En ce sens, le don d’émerveillement tient à un intense talent d’observation doublé d’un talent rare de restitution.

L’émerveillement est partout

« Si la réalité ne nous émerveille pas, c’est parce que nous avons pris l’habitude de la voir comme ordinaire.”

Brassai

De même qu’il y des spectacles de la nature grandioses et des œuvres d’art inoubliables, il y a aussi des émerveillements du quotidien. De petits émerveillements qu’il faut savoir saisir. C’est la joie de l’enfant sautant dans les flaques. C’est aussi l’inoubliable première gorgée de bière de Philippe Delerm.

Alex Box, artiste de mode, raconte dans une Keynote une sortie de la Tate Art Gallery avec son fils de 4 ans.
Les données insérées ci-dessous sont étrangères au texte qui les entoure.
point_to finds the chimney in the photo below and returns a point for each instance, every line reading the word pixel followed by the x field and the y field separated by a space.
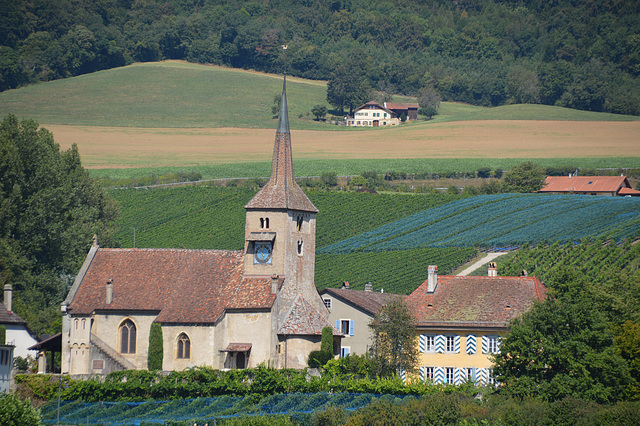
pixel 493 269
pixel 432 282
pixel 8 295
pixel 109 291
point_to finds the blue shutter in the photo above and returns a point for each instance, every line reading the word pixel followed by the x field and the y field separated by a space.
pixel 472 344
pixel 438 375
pixel 440 343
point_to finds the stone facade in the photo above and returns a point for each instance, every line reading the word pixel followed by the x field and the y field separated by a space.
pixel 222 309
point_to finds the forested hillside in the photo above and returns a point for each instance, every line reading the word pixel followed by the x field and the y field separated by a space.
pixel 583 55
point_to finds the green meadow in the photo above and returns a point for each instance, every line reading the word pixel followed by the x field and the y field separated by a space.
pixel 183 95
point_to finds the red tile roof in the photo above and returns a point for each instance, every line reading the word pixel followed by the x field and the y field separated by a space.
pixel 302 319
pixel 584 184
pixel 629 191
pixel 369 301
pixel 467 301
pixel 183 286
pixel 395 105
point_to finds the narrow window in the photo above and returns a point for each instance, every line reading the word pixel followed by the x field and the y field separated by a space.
pixel 128 337
pixel 184 346
pixel 449 375
pixel 430 344
pixel 451 343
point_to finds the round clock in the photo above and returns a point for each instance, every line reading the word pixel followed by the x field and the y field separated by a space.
pixel 263 253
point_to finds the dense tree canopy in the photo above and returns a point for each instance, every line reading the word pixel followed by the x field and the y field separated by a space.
pixel 574 54
pixel 525 177
pixel 395 341
pixel 49 210
pixel 581 342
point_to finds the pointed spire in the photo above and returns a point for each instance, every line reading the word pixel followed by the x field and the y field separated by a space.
pixel 283 118
pixel 282 191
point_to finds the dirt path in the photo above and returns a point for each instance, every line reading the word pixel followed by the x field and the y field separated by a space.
pixel 488 258
pixel 102 147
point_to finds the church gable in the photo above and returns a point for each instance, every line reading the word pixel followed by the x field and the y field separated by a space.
pixel 183 286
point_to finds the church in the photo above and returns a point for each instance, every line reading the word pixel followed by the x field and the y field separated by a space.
pixel 217 308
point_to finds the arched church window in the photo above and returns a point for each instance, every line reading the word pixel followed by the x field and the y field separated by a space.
pixel 128 337
pixel 184 346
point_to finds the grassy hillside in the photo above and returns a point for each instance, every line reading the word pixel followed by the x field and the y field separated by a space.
pixel 357 166
pixel 178 94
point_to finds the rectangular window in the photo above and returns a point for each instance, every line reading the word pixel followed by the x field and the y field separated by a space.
pixel 346 327
pixel 492 341
pixel 428 373
pixel 430 343
pixel 449 375
pixel 451 344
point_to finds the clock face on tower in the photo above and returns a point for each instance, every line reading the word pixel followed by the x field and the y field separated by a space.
pixel 262 253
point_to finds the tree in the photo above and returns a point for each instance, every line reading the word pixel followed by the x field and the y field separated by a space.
pixel 348 86
pixel 319 111
pixel 562 348
pixel 395 340
pixel 50 208
pixel 429 100
pixel 525 177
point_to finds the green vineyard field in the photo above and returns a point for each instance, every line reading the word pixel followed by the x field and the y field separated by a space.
pixel 594 260
pixel 503 220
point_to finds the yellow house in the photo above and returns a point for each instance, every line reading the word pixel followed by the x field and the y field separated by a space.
pixel 460 320
pixel 372 114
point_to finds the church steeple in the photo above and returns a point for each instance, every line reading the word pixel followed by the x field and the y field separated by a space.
pixel 282 191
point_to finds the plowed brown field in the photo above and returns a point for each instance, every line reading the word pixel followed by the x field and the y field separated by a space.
pixel 104 147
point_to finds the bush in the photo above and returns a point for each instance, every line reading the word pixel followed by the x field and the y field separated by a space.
pixel 14 411
pixel 318 359
pixel 156 351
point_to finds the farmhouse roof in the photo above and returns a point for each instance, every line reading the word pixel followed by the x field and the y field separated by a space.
pixel 183 286
pixel 368 301
pixel 374 105
pixel 303 319
pixel 470 301
pixel 395 105
pixel 585 184
pixel 282 191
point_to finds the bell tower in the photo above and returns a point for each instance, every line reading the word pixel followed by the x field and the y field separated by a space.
pixel 280 229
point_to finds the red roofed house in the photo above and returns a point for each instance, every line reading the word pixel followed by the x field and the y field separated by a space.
pixel 224 309
pixel 372 114
pixel 409 110
pixel 351 311
pixel 460 319
pixel 592 185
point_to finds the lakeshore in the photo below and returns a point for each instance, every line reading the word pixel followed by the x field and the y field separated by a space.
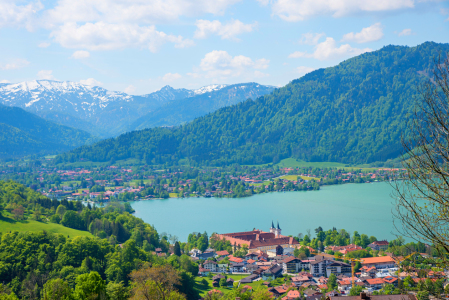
pixel 363 207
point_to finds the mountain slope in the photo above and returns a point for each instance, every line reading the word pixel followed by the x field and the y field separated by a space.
pixel 354 112
pixel 184 110
pixel 23 133
pixel 92 108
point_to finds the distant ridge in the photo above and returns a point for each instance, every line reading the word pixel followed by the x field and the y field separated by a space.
pixel 22 133
pixel 354 112
pixel 92 108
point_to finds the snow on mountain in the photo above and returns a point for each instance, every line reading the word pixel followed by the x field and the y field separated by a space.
pixel 209 88
pixel 70 103
pixel 71 97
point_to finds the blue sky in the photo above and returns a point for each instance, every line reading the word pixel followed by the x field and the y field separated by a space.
pixel 138 46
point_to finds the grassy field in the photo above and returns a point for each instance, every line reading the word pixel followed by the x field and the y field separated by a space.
pixel 8 224
pixel 290 177
pixel 202 289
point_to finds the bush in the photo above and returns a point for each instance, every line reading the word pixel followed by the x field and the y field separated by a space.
pixel 55 219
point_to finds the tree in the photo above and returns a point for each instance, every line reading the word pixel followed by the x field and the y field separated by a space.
pixel 177 249
pixel 72 220
pixel 57 289
pixel 332 283
pixel 262 294
pixel 61 210
pixel 422 295
pixel 117 291
pixel 154 282
pixel 90 286
pixel 18 212
pixel 355 291
pixel 223 282
pixel 422 199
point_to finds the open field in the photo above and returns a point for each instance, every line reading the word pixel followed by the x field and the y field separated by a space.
pixel 203 289
pixel 8 224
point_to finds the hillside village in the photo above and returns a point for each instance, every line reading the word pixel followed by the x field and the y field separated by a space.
pixel 102 184
pixel 274 260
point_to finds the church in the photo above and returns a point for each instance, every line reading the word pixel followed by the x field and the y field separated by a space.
pixel 258 240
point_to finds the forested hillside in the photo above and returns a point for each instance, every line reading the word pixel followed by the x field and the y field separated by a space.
pixel 354 112
pixel 24 133
pixel 33 265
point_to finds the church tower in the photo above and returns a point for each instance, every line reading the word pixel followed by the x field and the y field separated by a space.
pixel 272 229
pixel 277 231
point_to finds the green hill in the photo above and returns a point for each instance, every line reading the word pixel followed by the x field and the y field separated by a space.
pixel 23 133
pixel 354 112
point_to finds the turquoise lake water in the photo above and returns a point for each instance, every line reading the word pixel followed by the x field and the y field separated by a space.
pixel 366 208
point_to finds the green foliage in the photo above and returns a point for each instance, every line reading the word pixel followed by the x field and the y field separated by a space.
pixel 355 291
pixel 24 133
pixel 332 283
pixel 90 286
pixel 57 289
pixel 354 112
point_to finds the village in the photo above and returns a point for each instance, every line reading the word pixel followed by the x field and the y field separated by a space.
pixel 102 184
pixel 272 260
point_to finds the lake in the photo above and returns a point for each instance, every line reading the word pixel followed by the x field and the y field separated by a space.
pixel 362 207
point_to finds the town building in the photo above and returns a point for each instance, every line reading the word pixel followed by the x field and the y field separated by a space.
pixel 258 240
pixel 379 245
pixel 380 262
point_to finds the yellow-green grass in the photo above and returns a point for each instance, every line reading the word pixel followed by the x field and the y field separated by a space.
pixel 309 178
pixel 136 182
pixel 7 225
pixel 203 290
pixel 294 163
pixel 290 177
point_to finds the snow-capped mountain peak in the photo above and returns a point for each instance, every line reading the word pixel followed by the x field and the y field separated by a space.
pixel 209 88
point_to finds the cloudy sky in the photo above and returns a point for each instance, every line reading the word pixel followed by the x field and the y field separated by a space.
pixel 138 46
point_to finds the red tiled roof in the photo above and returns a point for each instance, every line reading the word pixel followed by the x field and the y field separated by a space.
pixel 375 281
pixel 377 260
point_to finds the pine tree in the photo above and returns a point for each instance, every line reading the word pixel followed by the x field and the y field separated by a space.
pixel 177 249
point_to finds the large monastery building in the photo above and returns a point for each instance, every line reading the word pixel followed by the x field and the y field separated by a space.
pixel 260 240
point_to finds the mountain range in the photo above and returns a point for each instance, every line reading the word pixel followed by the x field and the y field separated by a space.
pixel 355 112
pixel 91 108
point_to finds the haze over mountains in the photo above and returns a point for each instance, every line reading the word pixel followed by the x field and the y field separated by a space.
pixel 354 112
pixel 107 113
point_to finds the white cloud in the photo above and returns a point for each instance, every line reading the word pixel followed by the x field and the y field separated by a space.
pixel 329 50
pixel 299 10
pixel 368 34
pixel 221 63
pixel 259 74
pixel 15 64
pixel 80 54
pixel 445 11
pixel 91 82
pixel 104 36
pixel 45 74
pixel 227 31
pixel 311 38
pixel 44 45
pixel 171 77
pixel 304 70
pixel 133 11
pixel 130 89
pixel 405 32
pixel 14 15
Ils aperçoivent alors un artiste de rue qui fait des bulles incroyables et devant lui trois types de personnes et trois types de réactions :

1- L’enfant au sourire large et extatique qui va percer les bulles essayer de les attraper,

2- L’adulte en contemplation nostalgique devant la pure joie de l’enfant,

3- Un autre adulte pressé le visage fermé qui regarde la scène avec des yeux de colin froid.

Sa leçon est que l’on peut donc perdre l’émerveillement mais que souvent il se ranime dans les petites choses, dans les miracles de la vie minuscule.

La clé ? Toujours se rappeler de ces deux questions :

Où est la merveille ?

Qu’est-ce qui est merveilleux ici ?

“Regardez tout dans le monde comme si vous le voyiez pour la première fois, et peignez tout comme si vous le voyiez pour la dernière fois.”

Andrew Hamilton

Car l’émerveillement est comme cette clé, facile à perdre difficile à retrouver. C’est pourtant la clé de la vie haute.

Comme le rappelait Bowie

« Une fois que vous avez perdu ce sentiment d’émerveillement d’être en vie, vous êtes proche de la voie de sortie. »

Et c’est peut-être cela aussi l’émerveillement : un espoir et une confiance. C’est une opinion sur le monde, une volonté de croire aux révélations.

C’est enfin un marqueur de moments indélébiles dans l’uniformité des jours.

In fine, l’émerveillement est un appétit de vie, une croyance têtue et enfantine que le monde peut être miraculeux et magique et que oui, parfois, l’émerveillement nous sauve et nous maintient en vie.